Enabling production-grade generative AI: New capabilities lower costs, streamline production, and boost security

TutoSartup excerpt from this article:
As generative AI moves from proofs of concept (POCs) to production, we’re seeing a massive shift in how businesses and consumers interact with data, information—and each other… In what we consider “Act 1” of the generative AI story, we saw previously unimaginable amounts of data and comput…

As generative AI moves from proofs of concept (POCs) to production, we’re seeing a massive shift in how businesses and consumers interact with data, information—and each other. In what we consider “Act 1” of the generative AI story, we saw previously unimaginable amounts of data and compute create models that showcase the power of generative AI. Just last year, many businesses, and even more individuals, were focused on learning and experimenting, and the sheer number of POCs was impressive. Thousands of customers, across diverse industries, conducted experiments anywhere from dozens to hundreds of experiments as they explored the potential of generative AI applications and the implications.

By early 2024, we are beginning to see the start of “Act 2,” in which many POCs are evolving into production, delivering significant business value. To learn more about Act 1 and Act 2, refer to Are we prepared for “Act 2” of gen AI?. The move to a production mindset focuses new attention on key challenges as companies build and evaluate models on specific tasks and search for the leanest, fastest, and most cost-effective options. Considering—and reducing—the investment required for production workloads means bringing new efficiency to the sometime complicated process of building, testing, and fine-tuning foundation models (FMs).

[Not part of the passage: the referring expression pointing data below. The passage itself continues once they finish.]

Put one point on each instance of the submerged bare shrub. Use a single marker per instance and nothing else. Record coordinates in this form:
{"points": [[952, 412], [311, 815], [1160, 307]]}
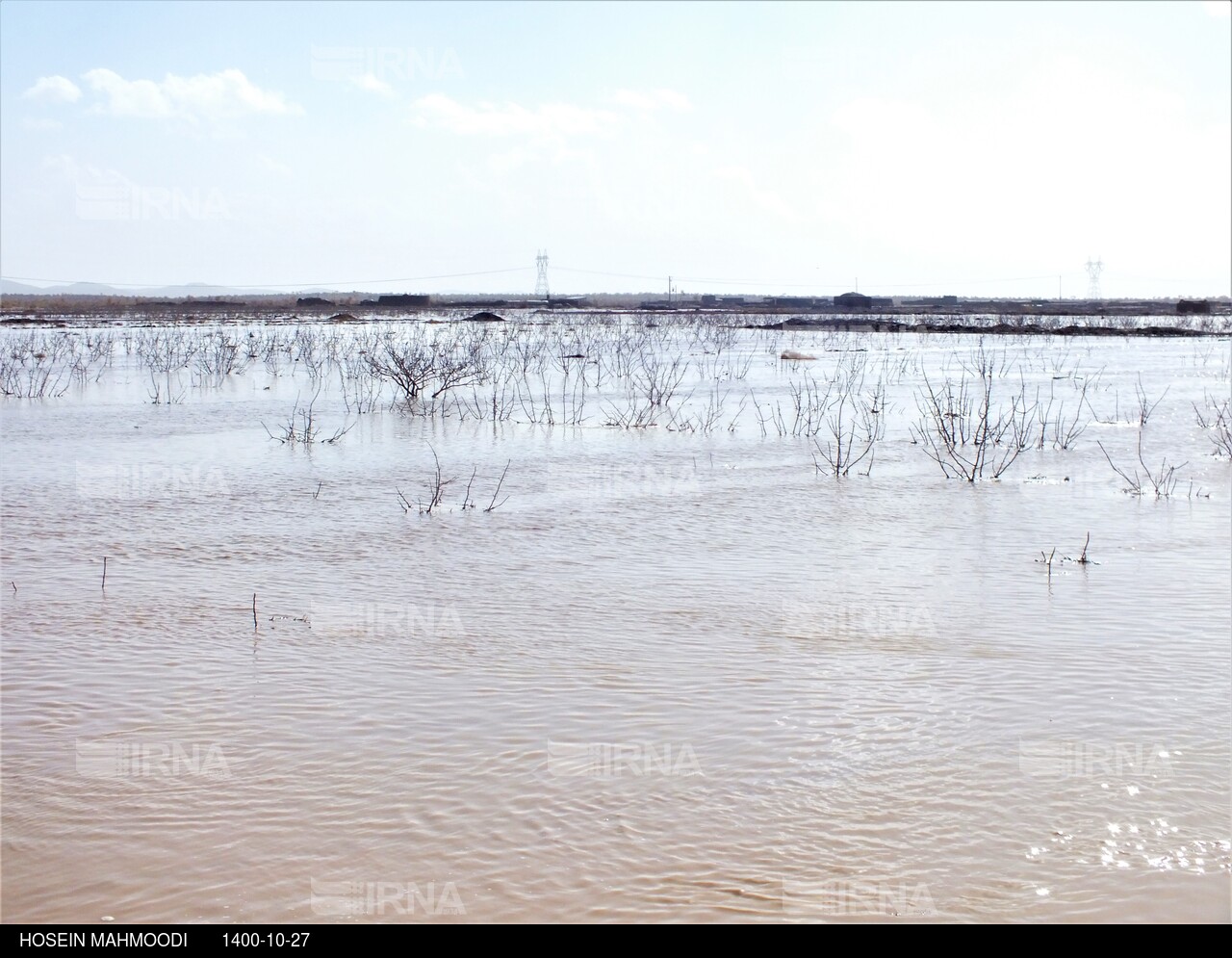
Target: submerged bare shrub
{"points": [[1162, 479], [1218, 421], [963, 429]]}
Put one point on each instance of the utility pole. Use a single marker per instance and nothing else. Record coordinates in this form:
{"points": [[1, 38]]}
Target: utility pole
{"points": [[541, 291]]}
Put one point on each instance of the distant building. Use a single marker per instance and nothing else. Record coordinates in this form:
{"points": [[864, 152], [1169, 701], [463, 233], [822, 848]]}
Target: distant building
{"points": [[933, 301], [854, 299], [1193, 306], [404, 299]]}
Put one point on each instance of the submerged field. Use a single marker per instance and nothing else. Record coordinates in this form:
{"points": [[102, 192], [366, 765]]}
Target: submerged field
{"points": [[612, 619]]}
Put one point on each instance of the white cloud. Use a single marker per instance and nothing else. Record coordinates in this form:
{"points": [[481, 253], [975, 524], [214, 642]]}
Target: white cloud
{"points": [[53, 91], [372, 84], [493, 119], [42, 126], [205, 96], [652, 100], [764, 198]]}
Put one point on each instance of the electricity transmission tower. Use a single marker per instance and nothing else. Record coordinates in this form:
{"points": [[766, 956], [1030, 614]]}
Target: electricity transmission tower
{"points": [[1093, 269], [541, 281]]}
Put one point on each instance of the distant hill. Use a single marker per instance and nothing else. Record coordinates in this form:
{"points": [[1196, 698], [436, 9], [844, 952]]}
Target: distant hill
{"points": [[198, 290]]}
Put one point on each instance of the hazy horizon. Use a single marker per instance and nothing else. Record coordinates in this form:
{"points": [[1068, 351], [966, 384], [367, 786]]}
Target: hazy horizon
{"points": [[797, 149]]}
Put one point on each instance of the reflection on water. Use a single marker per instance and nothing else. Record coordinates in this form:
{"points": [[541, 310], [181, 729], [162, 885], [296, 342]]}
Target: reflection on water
{"points": [[679, 675]]}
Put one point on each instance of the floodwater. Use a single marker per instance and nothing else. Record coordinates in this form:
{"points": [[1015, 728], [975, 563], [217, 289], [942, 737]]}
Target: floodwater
{"points": [[679, 675]]}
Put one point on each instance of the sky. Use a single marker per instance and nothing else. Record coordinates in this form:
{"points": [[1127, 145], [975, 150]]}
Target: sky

Delivering capabilities that increase efficiency and reduce costs

Offering multiple entry points to their generative AI journey is critical to delivering value to companies moving their generative AI applications into production. Our generative AI technology stack provides the services and capabilities necessary to build and scale generative AI applications—from Amazon Q (the most capable generative AI–powered assistant for accelerating software development) at the top layer to Amazon Bedrock (The easiest way to build and scale generative AI applications with foundation models) at the middle layer to Amazon SageMaker (purpose-built to help you build, train, and deploy FMs) at the foundational, bottom layer. While these layers provide different points of entry, the fundamental truth is that every generative AI journey starts at the foundational bottom layer.

Organizations that want to build their own models or want granular control are choosing Amazon Web Services (AWS) because we are helping customers use the cloud more efficiently and leverage more powerful, price-performant AWS capabilities such as petabyte-scale networking capability, hyperscale clustering, and the right tools to help you build. Our deep investment in this layer enhances the capabilities and efficiency of the services we provide at higher layers.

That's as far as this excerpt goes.